Deux chauffeurs attitrés
Flavien Lecler considère que l’autochargeuse est à mettre uniquement dans les mains de chauffeurs expérimentés. Il est d’ailleurs l’un des deux seuls à conduire cette machine. Le second à en prendre les commandes est le salarié de la Cuma Désibol d’Ouville équipée d’une désileuse automotrice. « La remorque ensileuse demande un maximum d’attention et peut vite coûter cher si elle est malmenée, alerte Flavien Lecler. J’en ai moi-même fait l’amère expérience en explosant le boîtier d’entraînement principal du précédent modèle, à cause d’un tas d’herbe qui s’était coincé sur le côté du pick-up lors d’un virage, puis était monté brutalement. » L’agriculteur est aussi exigeant sur l’entretien, notamment sur le système de coupe. « À la fin de chaque journée d’ensilage, je nettoie au laveur haute pression le module de coupe et le pulvérise de lubrifiant. Gage de longévité, cette opération évite à la corrosion de s’installer entre les couteaux et leurs supports. Elle ne pénalise pas la fin du chantier, car durant ce temps le tasseur étale le dernier voyage et peaufine le silo », souligne-t-il.

Attention à la forme des andains
Pour son entraînement, la Jumbo 7210 est attelée au Massey Ferguson de 190 chevaux du Gaec Lecler ou au Case IH Puma 175 (175 ch avec le boost) de la Cuma. « Il est important d’utiliser un tracteur stable. La machine emporte l’équivalent d’un hectare dans sa caisse, voire 0,6 à 0,7 hectare s’il y a beaucoup de fourrage. Nous roulons en moyenne à 8-10 km/h et au plus vite à 17 km/h en deuxième coupe sur du terrain bien nivelé, précise Flavien Lecler.

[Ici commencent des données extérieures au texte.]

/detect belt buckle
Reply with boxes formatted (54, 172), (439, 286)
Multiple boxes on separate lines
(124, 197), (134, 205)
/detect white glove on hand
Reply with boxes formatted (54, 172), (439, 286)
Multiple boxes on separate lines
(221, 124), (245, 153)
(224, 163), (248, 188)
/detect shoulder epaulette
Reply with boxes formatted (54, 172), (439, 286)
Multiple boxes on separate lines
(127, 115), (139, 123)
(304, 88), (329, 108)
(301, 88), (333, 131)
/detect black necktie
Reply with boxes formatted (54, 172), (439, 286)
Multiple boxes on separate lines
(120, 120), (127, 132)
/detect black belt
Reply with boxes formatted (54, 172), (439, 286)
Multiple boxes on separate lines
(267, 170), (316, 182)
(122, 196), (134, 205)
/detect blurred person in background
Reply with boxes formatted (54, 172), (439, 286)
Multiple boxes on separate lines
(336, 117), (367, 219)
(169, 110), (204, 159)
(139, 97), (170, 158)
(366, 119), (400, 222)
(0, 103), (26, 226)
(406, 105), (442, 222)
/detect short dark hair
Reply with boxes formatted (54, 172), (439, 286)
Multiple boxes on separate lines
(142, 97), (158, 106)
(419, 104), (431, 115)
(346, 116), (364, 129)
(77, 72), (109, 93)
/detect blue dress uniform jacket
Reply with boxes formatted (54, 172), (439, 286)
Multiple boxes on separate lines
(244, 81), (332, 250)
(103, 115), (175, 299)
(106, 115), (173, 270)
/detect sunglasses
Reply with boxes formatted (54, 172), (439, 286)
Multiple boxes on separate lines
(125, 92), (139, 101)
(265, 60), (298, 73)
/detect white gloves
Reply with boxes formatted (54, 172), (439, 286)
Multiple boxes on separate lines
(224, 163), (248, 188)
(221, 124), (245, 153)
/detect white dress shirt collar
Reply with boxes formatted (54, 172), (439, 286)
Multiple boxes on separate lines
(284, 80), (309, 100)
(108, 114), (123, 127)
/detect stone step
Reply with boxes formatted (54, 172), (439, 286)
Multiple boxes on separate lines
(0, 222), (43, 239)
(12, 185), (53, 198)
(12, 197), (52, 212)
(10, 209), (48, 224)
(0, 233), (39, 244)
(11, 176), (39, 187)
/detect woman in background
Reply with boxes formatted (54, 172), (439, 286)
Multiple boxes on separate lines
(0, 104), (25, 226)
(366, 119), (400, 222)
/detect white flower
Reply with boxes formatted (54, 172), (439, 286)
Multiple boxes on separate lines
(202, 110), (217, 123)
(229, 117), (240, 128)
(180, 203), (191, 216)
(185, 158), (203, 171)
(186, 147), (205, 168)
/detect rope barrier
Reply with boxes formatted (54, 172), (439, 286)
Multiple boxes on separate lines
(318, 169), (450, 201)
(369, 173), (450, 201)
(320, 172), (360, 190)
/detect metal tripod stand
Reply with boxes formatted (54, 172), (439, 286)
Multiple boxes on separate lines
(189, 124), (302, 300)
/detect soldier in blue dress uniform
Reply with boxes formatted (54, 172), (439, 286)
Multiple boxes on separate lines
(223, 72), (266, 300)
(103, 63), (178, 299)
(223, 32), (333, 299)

Cette allure permet de bien alimenter le rotor pour garantir un bon hachage. La qualité d’andainage est aussi déterminante pour le bon fonctionnement du système de coupe. Je conseille d’utiliser un appareil à deux rotors réalisant un andain central, car il ne forme pas de paquets et assure ainsi une alimentation sans à-coup, contrairement aux andaineurs doubles à dépose latérale. » La qualité de coupe passe également par le bon état des couteaux. L’affûtage est réalisé une à deux fois par jour à l’aide du dispositif embarqué sur la remorque. « Cette intervention est complétée d’un affûtage sur une meule à poste fixe tous les 50 voyages. L’idéal est de disposer d’un second jeu de couteaux pour "switcher" rapidement en cours de chantier, en cas, par exemple, d’absorption d’une pierre. »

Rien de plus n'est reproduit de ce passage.